Ajustando nuestros programas

Al adaptar los programas de emergencia y desarrollo, CRS está tomando medidas urgentes para aumentar la resiliencia, restaurar los medios de vida y prevenir una crisis de inseguridad alimentaria frente a esta pandemia.

Estamos adaptando la forma en que brindamos ayuda para satisfacer las necesidades cambiantes, mientras promovemos y garantizamos la seguridad de nuestro personal y el de las personas a las que servimos.

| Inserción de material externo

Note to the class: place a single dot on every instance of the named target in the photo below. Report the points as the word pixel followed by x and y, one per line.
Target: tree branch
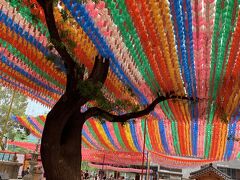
pixel 95 111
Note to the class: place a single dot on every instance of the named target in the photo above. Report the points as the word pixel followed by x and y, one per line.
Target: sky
pixel 35 108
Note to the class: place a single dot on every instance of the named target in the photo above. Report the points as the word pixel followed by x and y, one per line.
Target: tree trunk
pixel 61 141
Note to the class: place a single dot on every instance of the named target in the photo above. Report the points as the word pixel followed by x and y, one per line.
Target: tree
pixel 61 139
pixel 11 103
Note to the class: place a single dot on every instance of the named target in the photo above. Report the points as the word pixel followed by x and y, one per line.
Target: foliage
pixel 9 128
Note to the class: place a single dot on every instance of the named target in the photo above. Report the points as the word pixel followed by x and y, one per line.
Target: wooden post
pixel 144 139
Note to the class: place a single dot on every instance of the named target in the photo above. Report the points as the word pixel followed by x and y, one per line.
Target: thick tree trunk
pixel 61 141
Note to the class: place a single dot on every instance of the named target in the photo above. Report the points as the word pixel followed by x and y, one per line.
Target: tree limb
pixel 95 111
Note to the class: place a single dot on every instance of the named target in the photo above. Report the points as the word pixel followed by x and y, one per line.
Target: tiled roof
pixel 208 169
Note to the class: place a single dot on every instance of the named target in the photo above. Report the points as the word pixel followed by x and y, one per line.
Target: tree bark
pixel 61 141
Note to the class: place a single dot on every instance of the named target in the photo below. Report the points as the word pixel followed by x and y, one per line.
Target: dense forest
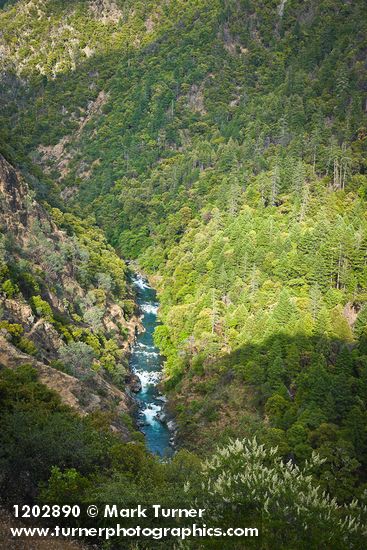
pixel 221 146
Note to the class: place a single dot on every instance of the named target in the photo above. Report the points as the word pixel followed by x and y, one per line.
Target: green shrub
pixel 9 288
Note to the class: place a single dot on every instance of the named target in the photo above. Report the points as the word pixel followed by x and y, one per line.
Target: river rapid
pixel 146 363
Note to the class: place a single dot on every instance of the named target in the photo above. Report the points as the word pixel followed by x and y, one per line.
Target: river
pixel 146 363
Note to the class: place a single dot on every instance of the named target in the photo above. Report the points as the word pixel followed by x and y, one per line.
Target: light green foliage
pixel 78 357
pixel 223 144
pixel 246 475
pixel 9 288
pixel 41 308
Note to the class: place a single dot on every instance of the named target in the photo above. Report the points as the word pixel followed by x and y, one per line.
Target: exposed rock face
pixel 35 238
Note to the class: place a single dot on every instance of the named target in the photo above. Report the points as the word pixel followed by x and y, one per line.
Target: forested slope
pixel 222 144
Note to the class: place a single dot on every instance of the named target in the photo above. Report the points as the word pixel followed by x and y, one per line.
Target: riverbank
pixel 146 363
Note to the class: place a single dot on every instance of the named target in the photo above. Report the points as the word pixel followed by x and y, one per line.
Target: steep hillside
pixel 223 145
pixel 62 302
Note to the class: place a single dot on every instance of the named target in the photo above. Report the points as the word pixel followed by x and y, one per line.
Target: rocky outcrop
pixel 85 396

En Guatemala, CRS convirtió los almuerzos escolares, una iniciativa del programa McGovern-Dole Learning for Life, Food for Education y Child Nutrition (Aprendizaje para la Vida, Alimentos para la Educación y Nutrición Infantil de McGovern-Dole), en raciones para llevar a casa para más de 51,000 participantes en las tierras altas occidentales. Al poner en práctica los protocolos de seguridad de COVID-19 desarrollados por CRS y sus socios y compartidos a través de plataformas móviles, las asociaciones de padres y maestros (PTA, por su sigla en inglés) lideraron las distribuciones, que incluían arroz, frijoles, maíz y aceite vegetal.

“Queremos que los niños tengan comida todos los días y estas raciones de alimentos complementan los esfuerzos del Ministerio de Educación”, dijo Edner Francisco Zacarías, maestro y director de la escuela Paraje Patzité en Santa Lucía la Reforma, que se encuentra en el departamento de Totonicapán.

Zacarías organizó las distribuciones en su escuela con la ayuda de miembros locales de la asociación de padres y maestros, que tuvieron que aprender muy rápidamente cómo llevar a cabo una distribución utilizando los protocolos de prevención de COVID. Cada miembro de la asociación de padres y maestros notificó a un grupo de familias sobre la fecha, la hora y las medidas preventivas, indicando que solo una persona por familia debe asistir y todos los niños deben permanecer en casa.

A través de su proyecto de Alimentos para la Educación de McGovern-Dole, CRS Guatemala apoyó al Ministerio de Educación con una distribución reciente de alimentos para raciones en el hogar en respuesta a COVID-19. Foto por personal de CRS.     

 

El día de la distribución, los miembros de la asociación de padres y maestros prepararon la escuela, identificando las entradas y salidas apropiadas, estableciendo áreas para lavarse las manos, colocando aros de “hula-hula” a 1.5 metros (5 pies) de distancia para marcar dónde las personas deberían hacer fila, entre otras cosas.

Los padres llegaron a la escuela en pequeños grupos cada 30 minutos, se lavaron las manos en la entrada y se acercaron a la mesa de distribución de uno en uno para recibir sus dos bolsas de alimentos, una del Ministerio de Educación y la otra de CRS. Todos firmaron un libro en el momento de la recepción.

Estas medidas de CRS, llevadas a cabo en coordinación con el Ministerio de Educación, aseguran que miles de niños en riesgo de desnutrición crónica no pasen hambre sin las comidas escolares regulares.

CRS planea proporcionar a las familias una segunda ronda de paquetes de alimentos junto con suministros de higiene esenciales como jabón y gel antibacterial en mayo.